Ever started a job and thought “this is running on a bit longer than I expected”, then wondered whats going to happen when you go home and come back in to work tomorrow morning to find your remote session gone, which leaves you wondering “did that job complete?”.
Mmm, me too, which is where the nohup or disown commands come in. nohup (no hangup) is a well known job control utility which will prevent a process from reacting to the hangup signal when a shell is disconnected. Usually you’d preceed your actual command with it, e.g.
nohup rsync -auvc /Source/* /Destination/
but if your command is already running, you’re left wishing you’d nohup‘d it to start with – unless you’re running Solaris or AIX in which case the nohup command has a convenient -p switch to specify the process id (use ps -ef | grep rsync to obtain the PID of that long running data migration process, then nohup -p 9675 (or whatever the PID is of your running job).

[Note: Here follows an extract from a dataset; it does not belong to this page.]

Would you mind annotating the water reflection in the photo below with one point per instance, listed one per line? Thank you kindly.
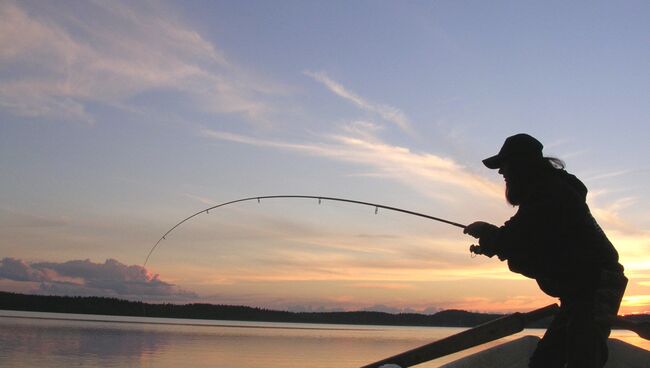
(85, 343)
(53, 343)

If you’re not running Solaris or AIX, then pray you started the command in the bash shell (Linux default shell so more likely than not). If you did, then you can
CTRL-Z
to pause the current job running in the foreground, then use the
jobs
command to determine its job number (most likely 1 if there’s no other sysadmins running backgrounded jobs), then background the process with
bg 1
then finally
disown %1
to disconnect the process from the current shell. Running
jobs
again will show that your job is no longer in the list, but
ps -ef
will reveal that it is in fact still running.
Your shell can now be closed without the fear of your running job being killed with it. Yay.